Pero ella no le dejó continuar. Colocó un dedo sobre sus labios y negó suavemente.

—Hagamos como si todo eso no hubiera sido más que un sueño; una historia más que contar a nuestros hijos. Al menos por esta noche.

Adhárel sonrió, complacido.

—El cuento de una desvalida doncella algo testaruda y de un valeroso príncipe dragón.

Duna soltó una suave risa.

—Me temo que te has confundido de historia —replicó ella con bravuconería—. En mi cuento ella es hermosa y diestra con la espada y él… bueno, él es un poco quejica.

—¿Ah, sí? —preguntó él en voz baja.

—Ahá. —Batió las pestañas con coquetería y añadió—: Está en los libros.
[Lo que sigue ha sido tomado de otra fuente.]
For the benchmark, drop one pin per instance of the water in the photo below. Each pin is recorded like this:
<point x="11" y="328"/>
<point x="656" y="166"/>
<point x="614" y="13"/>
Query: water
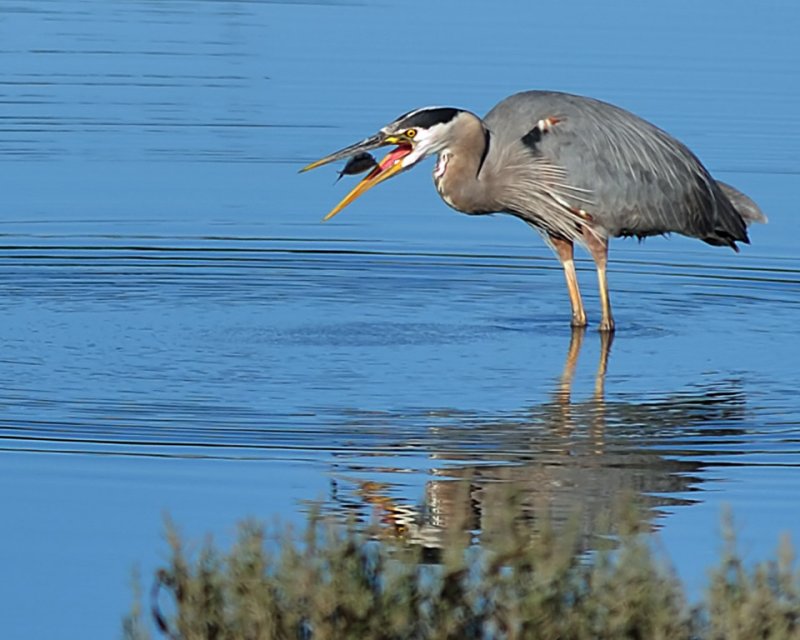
<point x="182" y="336"/>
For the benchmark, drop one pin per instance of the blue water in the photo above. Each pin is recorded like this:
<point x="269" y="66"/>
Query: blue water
<point x="182" y="336"/>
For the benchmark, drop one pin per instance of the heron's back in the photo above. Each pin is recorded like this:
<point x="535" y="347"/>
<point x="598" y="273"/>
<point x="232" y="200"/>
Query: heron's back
<point x="639" y="180"/>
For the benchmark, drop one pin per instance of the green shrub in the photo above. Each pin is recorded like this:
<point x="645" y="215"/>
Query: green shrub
<point x="340" y="582"/>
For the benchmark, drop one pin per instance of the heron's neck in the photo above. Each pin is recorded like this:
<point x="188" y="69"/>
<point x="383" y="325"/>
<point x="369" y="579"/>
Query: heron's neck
<point x="459" y="168"/>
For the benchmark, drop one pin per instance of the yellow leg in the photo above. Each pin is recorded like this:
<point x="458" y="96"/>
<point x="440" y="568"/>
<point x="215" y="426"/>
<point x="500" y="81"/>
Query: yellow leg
<point x="564" y="251"/>
<point x="599" y="250"/>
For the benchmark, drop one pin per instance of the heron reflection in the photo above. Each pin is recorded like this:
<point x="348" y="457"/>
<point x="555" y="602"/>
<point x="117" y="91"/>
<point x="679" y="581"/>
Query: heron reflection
<point x="560" y="457"/>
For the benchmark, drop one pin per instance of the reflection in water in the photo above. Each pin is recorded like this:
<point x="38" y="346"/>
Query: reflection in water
<point x="560" y="457"/>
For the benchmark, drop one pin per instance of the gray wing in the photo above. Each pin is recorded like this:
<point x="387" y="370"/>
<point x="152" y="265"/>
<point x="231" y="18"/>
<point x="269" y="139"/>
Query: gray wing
<point x="638" y="179"/>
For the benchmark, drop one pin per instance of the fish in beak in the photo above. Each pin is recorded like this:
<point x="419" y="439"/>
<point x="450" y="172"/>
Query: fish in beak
<point x="390" y="165"/>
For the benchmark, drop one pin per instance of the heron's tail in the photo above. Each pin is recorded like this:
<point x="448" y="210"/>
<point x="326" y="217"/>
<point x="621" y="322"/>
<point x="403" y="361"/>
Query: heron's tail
<point x="744" y="205"/>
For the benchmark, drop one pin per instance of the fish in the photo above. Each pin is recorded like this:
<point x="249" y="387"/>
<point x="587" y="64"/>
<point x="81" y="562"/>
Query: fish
<point x="359" y="163"/>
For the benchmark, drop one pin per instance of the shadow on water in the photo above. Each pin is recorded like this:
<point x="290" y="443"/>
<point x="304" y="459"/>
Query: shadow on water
<point x="559" y="458"/>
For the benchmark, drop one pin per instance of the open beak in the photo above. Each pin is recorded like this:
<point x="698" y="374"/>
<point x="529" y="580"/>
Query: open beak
<point x="390" y="165"/>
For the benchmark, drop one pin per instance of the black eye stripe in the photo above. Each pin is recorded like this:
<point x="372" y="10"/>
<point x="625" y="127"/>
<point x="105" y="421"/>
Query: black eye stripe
<point x="428" y="117"/>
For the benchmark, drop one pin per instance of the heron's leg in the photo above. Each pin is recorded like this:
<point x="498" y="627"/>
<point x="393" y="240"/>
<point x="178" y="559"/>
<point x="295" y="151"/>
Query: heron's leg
<point x="564" y="251"/>
<point x="598" y="247"/>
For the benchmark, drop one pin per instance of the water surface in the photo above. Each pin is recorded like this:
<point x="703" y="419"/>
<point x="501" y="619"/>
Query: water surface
<point x="182" y="336"/>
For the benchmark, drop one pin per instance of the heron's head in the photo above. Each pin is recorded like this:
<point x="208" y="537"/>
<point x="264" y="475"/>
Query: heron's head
<point x="416" y="135"/>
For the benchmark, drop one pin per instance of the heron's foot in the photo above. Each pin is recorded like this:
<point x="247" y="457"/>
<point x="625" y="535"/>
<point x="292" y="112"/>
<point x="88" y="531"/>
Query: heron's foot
<point x="606" y="325"/>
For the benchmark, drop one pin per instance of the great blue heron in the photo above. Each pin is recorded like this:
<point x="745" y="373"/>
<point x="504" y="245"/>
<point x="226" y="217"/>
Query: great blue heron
<point x="574" y="168"/>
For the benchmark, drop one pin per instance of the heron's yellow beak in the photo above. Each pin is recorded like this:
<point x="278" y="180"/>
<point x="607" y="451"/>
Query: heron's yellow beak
<point x="391" y="165"/>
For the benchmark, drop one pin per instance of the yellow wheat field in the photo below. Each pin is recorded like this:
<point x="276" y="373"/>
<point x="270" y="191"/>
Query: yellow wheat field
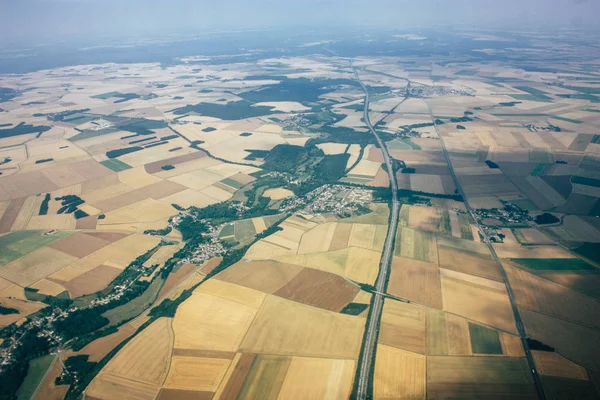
<point x="196" y="373"/>
<point x="288" y="328"/>
<point x="146" y="357"/>
<point x="329" y="379"/>
<point x="211" y="323"/>
<point x="317" y="239"/>
<point x="399" y="374"/>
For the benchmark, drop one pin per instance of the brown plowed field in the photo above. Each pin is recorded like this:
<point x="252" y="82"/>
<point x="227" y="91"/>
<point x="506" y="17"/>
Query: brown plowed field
<point x="416" y="280"/>
<point x="266" y="276"/>
<point x="319" y="289"/>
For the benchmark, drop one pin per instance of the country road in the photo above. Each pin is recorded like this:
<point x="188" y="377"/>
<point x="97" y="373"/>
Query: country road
<point x="363" y="376"/>
<point x="520" y="327"/>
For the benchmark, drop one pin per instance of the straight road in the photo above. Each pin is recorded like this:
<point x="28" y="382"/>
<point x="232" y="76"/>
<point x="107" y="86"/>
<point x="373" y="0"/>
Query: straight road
<point x="368" y="350"/>
<point x="520" y="327"/>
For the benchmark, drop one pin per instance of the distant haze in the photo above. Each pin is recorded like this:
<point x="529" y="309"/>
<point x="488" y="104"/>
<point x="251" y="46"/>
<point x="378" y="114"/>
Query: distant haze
<point x="23" y="19"/>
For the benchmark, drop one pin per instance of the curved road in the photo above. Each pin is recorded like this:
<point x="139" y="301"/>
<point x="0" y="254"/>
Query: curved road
<point x="368" y="350"/>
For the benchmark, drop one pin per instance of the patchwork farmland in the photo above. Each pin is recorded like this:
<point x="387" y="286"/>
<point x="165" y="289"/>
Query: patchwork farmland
<point x="214" y="228"/>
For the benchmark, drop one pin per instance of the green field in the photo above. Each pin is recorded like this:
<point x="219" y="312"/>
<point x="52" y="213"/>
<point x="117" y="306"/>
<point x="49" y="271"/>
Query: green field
<point x="18" y="244"/>
<point x="519" y="236"/>
<point x="35" y="374"/>
<point x="136" y="306"/>
<point x="466" y="72"/>
<point x="538" y="170"/>
<point x="484" y="340"/>
<point x="265" y="378"/>
<point x="469" y="246"/>
<point x="379" y="217"/>
<point x="554" y="264"/>
<point x="444" y="225"/>
<point x="115" y="165"/>
<point x="588" y="250"/>
<point x="244" y="230"/>
<point x="574" y="121"/>
<point x="227" y="230"/>
<point x="465" y="227"/>
<point x="531" y="97"/>
<point x="413" y="243"/>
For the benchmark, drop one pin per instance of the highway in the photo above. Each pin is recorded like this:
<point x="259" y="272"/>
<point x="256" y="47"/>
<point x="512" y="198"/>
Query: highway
<point x="519" y="323"/>
<point x="368" y="350"/>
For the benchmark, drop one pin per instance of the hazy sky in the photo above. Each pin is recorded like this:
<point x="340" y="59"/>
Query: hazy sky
<point x="21" y="19"/>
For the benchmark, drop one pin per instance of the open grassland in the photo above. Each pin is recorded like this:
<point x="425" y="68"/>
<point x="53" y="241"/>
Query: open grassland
<point x="552" y="299"/>
<point x="288" y="328"/>
<point x="37" y="369"/>
<point x="553" y="364"/>
<point x="319" y="289"/>
<point x="266" y="377"/>
<point x="354" y="263"/>
<point x="429" y="219"/>
<point x="140" y="368"/>
<point x="35" y="266"/>
<point x="196" y="373"/>
<point x="416" y="281"/>
<point x="403" y="326"/>
<point x="399" y="374"/>
<point x="416" y="244"/>
<point x="329" y="379"/>
<point x="265" y="276"/>
<point x="18" y="244"/>
<point x="554" y="264"/>
<point x="467" y="262"/>
<point x="473" y="298"/>
<point x="484" y="340"/>
<point x="209" y="322"/>
<point x="575" y="342"/>
<point x="478" y="377"/>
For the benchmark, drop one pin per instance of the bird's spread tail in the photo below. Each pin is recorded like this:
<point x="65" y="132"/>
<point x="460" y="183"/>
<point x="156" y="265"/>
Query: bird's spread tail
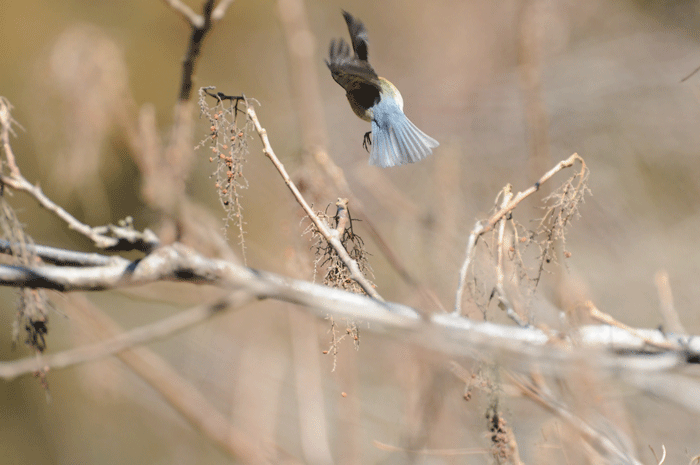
<point x="399" y="142"/>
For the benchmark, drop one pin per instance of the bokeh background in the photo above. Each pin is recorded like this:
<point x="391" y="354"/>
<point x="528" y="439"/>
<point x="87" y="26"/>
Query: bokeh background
<point x="508" y="88"/>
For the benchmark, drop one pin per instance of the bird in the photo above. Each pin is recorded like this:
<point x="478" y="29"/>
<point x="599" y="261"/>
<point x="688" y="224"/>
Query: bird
<point x="395" y="139"/>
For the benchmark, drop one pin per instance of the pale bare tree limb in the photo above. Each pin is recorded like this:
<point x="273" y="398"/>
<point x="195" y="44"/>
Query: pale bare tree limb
<point x="330" y="235"/>
<point x="482" y="227"/>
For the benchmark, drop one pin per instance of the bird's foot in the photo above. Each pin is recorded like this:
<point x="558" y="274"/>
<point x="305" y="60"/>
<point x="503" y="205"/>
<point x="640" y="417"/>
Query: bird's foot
<point x="367" y="141"/>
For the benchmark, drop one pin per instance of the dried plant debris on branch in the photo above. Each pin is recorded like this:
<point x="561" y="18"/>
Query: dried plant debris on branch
<point x="33" y="305"/>
<point x="229" y="131"/>
<point x="336" y="273"/>
<point x="337" y="335"/>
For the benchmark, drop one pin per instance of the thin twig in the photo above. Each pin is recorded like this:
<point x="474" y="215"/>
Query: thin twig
<point x="185" y="398"/>
<point x="609" y="320"/>
<point x="500" y="270"/>
<point x="141" y="335"/>
<point x="201" y="25"/>
<point x="595" y="438"/>
<point x="672" y="321"/>
<point x="120" y="238"/>
<point x="330" y="236"/>
<point x="483" y="227"/>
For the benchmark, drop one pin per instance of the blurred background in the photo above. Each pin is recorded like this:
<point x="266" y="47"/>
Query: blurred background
<point x="508" y="88"/>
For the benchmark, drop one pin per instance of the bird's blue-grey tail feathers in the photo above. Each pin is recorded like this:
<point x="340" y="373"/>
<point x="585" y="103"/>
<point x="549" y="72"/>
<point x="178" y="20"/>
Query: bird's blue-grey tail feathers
<point x="397" y="141"/>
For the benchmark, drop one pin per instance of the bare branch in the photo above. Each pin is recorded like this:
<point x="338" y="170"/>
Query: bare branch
<point x="330" y="236"/>
<point x="601" y="443"/>
<point x="134" y="337"/>
<point x="483" y="227"/>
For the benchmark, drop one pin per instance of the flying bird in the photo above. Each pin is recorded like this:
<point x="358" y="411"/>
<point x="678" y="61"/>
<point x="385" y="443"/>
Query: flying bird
<point x="396" y="140"/>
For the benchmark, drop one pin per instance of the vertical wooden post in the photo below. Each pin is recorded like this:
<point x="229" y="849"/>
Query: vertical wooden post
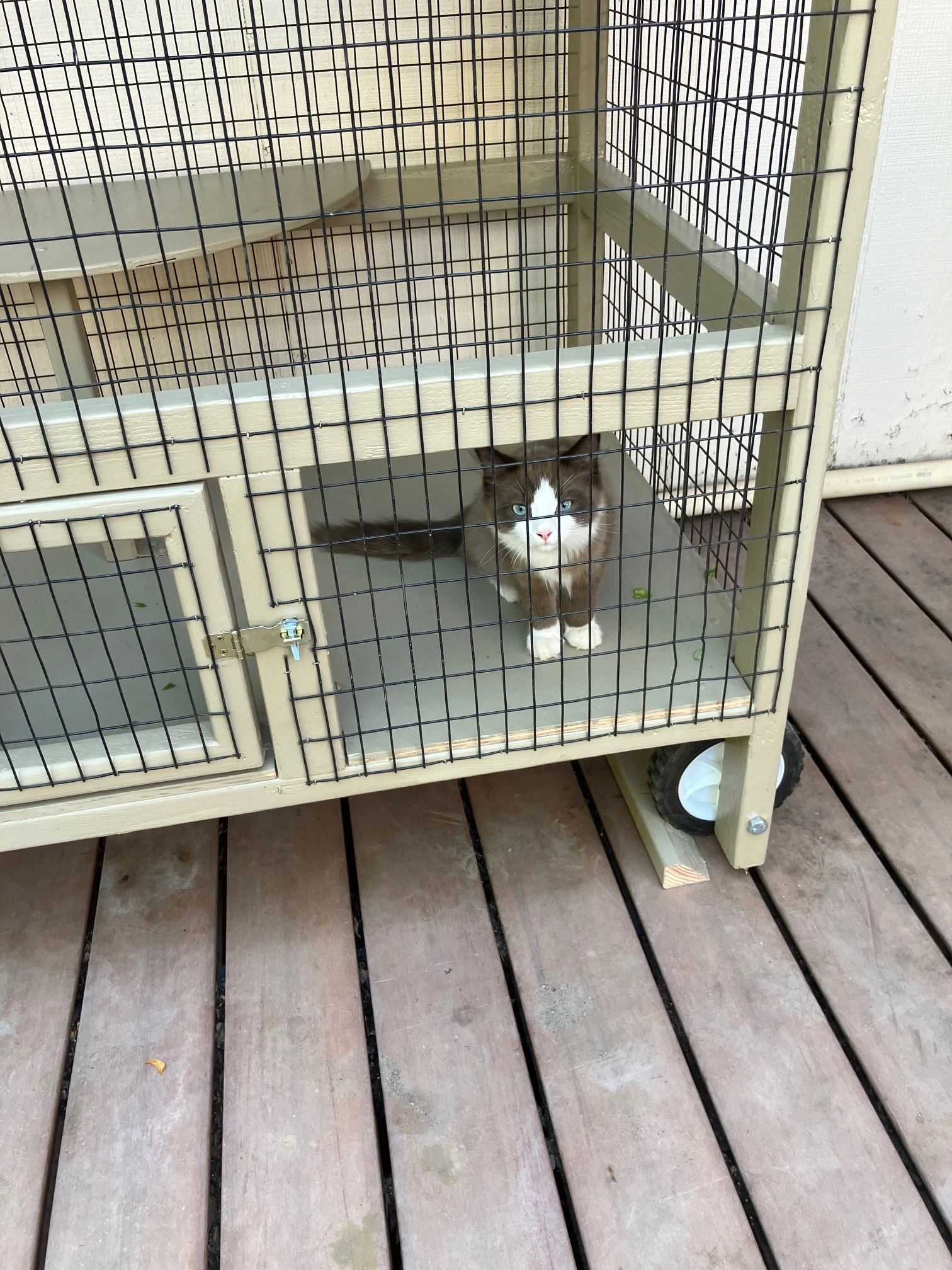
<point x="817" y="283"/>
<point x="65" y="335"/>
<point x="587" y="126"/>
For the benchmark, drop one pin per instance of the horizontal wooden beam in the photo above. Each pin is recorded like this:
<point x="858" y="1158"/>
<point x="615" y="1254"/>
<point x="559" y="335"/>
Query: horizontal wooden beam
<point x="485" y="187"/>
<point x="275" y="425"/>
<point x="708" y="280"/>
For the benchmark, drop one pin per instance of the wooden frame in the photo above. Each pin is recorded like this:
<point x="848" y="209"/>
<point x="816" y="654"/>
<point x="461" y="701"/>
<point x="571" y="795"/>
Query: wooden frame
<point x="759" y="353"/>
<point x="179" y="518"/>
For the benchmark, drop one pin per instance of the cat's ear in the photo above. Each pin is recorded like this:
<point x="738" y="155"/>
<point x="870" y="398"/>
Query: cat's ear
<point x="489" y="455"/>
<point x="588" y="443"/>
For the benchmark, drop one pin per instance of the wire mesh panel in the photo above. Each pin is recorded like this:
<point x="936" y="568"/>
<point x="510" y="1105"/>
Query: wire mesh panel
<point x="103" y="667"/>
<point x="499" y="296"/>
Puedes comprobarlo.

Adhárel se detuvo en mitad de la pista de baile, indiferente a la música y a los invitados, y acercó su rostro al de ella para darle un nuevo beso.

—Entonces supongo que será cierto.

Sin la amenaza de las Musas cerniéndose más sobre ellos se atrevieron a pensar que, por fin, sus destinos eran completamente suyos.

Unos destinos que, por el momento, guardarían en sus corazones para sentirse, al menos durante una noche, felices para siempre.